POLITICS

Conservative MP Gerry Ritz Resigning House Of Commons Seat, But Won't Say Why

He served as agriculture minister between 2007 and 2015.

08/31/2017 10:18 EDT | Updated 08/31/2017 12:40 EDT
The Canadian Press
Tory MP Gerry Ritz speaks during a press conference in Ottawa on May 19, 2015.

OTTAWA — Gerry Ritz won't enter the race to lead the Saskatchewan Party, the long-serving Conservative MP said Thursday, after announcing he's leaving federal politics.

"It is out of the question," Ritz said in a telephone interview, suggesting he's finished with political office.

"After 25 years involved at the federal level, I'm not sure there's enough fire in the belly left to take on a challenge at that level."

That doesn't mean he won't be active in supporting someone in the race to replace outgoing Saskatchewan Premier Brad Wall, Ritz said.

The Canadian Press
After the Liberal party came into power, Ritz served as international trade critic under former interim party leader Rona Ambrose.

"I just don't see myself in that capacity."

Ritz added that he has been paying close attention to the leadership race, although he hasn't yet picked a favourite to support before the party chooses a new leader in January.

In a statement posted earlier on social media, Ritz confirmed he won't be back in the Commons when House business resumes next month.

"Today, I am announcing my intent to resign as the member of Parliament for Battlefords-Lloydminster," Ritz posted on Twitter.

"I will not be returning to my seat in the House of Commons this fall."

Ritz was first elected in 1997 and held his Saskatchewan riding for two decades, first as a Reform party member, then under the Canadian Alliance banner before it merged with the Progressive Conservatives to become the Conservative party.

Joke drew widespread condemnation


Between 2007 and 2015, he served as agriculture minister under former prime minister Stephen Harper, overseeing, among other things, the marquee Conservative promise to overhaul the Canadian Wheat Board.

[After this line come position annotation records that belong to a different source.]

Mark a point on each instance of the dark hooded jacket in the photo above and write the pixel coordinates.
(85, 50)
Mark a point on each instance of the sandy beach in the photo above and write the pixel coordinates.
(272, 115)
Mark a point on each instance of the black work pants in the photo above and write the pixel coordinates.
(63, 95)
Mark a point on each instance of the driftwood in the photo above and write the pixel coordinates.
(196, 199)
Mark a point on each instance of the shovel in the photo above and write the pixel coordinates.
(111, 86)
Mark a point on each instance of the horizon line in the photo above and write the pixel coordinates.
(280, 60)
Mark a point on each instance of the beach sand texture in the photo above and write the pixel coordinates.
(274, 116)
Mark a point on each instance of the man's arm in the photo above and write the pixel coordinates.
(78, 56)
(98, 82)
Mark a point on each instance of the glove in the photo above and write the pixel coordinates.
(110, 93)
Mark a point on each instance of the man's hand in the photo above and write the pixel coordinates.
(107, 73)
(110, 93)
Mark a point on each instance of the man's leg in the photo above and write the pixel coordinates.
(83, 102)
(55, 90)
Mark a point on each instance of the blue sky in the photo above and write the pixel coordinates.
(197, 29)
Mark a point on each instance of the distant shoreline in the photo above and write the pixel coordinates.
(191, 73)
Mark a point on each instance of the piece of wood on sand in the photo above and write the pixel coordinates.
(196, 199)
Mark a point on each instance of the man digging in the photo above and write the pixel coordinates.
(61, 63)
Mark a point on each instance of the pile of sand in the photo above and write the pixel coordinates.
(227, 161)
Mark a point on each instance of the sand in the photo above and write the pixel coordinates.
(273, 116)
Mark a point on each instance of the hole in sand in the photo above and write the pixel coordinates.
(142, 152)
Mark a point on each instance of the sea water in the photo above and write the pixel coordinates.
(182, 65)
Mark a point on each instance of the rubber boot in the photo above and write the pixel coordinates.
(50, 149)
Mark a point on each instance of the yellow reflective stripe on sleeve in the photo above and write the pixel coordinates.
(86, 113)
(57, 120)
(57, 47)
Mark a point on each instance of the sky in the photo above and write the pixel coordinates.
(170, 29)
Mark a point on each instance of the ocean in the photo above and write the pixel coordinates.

It was during that time, in the midst of a 2008 outbreak of listeriosis that killed about 20 people, that the outspoken Ritz drew widespread condemnation for cracking a joke that the political damage from the issue was "like a death by a thousand cuts. Or should I say cold cuts."

He later apologized for the remark, which Harper's office had called tasteless and completely inappropriate.

Ritz said he informed Andrew Scheer of his planned retirement two weeks ago as the Conservative leader was in the midst of putting together his shadow cabinet.

Ritz, 66, spent two decades as a farmer before entering politics. He won office in the same election that saw Deepak Obhrai secure a seat for the Reform party in Calgary — Obhrai was sworn in before Ritz, because of the alphabetical list, and is technically considered the longest-serving Tory MP.

But the duo represent the last of the old Reform guard in the Commons.

After the Liberals came to power and Harper stepped down as Conservative leader, Ritz served as international trade critic under interim party leader Rona Ambrose.

In his Thursday tweet, Ritz extended thanks to his colleagues as well as his constituents.

"It has been an honour and privilege to serve the people of Battlefords-Lloydminster; I thank them for the confidence they placed in me for the past 20 years," he wrote.

Ritz also had high praise Thursday for Premier Wall's tenure in office, saying his replacement will have "some pretty big shoes to fill."

There are five declared candidates for the provincial party's leadership so far.

Party members are to select their new leader on Jan. 27 in Saskatoon.